He wanted me to raise the stakes for my character. So, me being who I am, immediately came up with this brilliant and complicated plot device for raising the stakes. It meant changing a bunch of stuff, introducing family secrets, creating unexpected twists and turns, and I can see now, asking a lot from the reader in the suspension of disbelief area. When I ran it by my wonderful agent, he said something to the effect that it could work without being too encouraging. In his infinite wisdom and experience of working with temperamental writers (I am not!), he asked a simple question that should have deflated the idea entirely . At the time, I said, “Oh, don’t worry about that.
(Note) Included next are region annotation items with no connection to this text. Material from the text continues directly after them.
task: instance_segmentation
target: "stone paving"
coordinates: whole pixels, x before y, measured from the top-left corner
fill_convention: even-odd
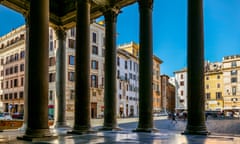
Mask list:
[[[129,119],[119,124],[121,131],[98,131],[92,134],[72,135],[66,132],[69,129],[51,129],[58,135],[57,139],[48,141],[22,141],[16,136],[21,136],[24,131],[6,130],[0,133],[0,143],[9,144],[240,144],[240,120],[208,120],[207,129],[212,133],[208,136],[182,135],[186,121],[155,120],[156,133],[135,133],[137,122]],[[99,126],[94,127],[98,130]]]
I can make it work.” I now imagine him at his desk, smiling and nodding, and thinking, “She’ll figure it out once she sees how much work she’s making for herself.”So this week I started on the revisions. The more I got into them, the more complicated it all became. I’ve been walking around saying, “Oh, the revisions are going great!” but secretly they’ve been nagging at me because I felt like I might be on the wrong path. At one point, the new stuff was getting so convoluted I stuck a post-it note on my desk that says “Keep it simple” and yet, that didn’t really help. So…this morning, I was writing in my journal, which I do for thirty minutes every morning – it’s to me what morning coffee is to my husband, I can’t function without it – and suddenly it struck me that I was going about this all wrong and that there really was a very, very simple way to raise the stakes that made a hundred times more sense than what I was doing. Needless to say, I am elated! And I expect my agent will be relieved.

A good agent is like a good parent. They try to point you in the right direction, but sometimes you have to run into the walls all by yourself before the sense gets knocked into you. So anyway…thanks, Michael!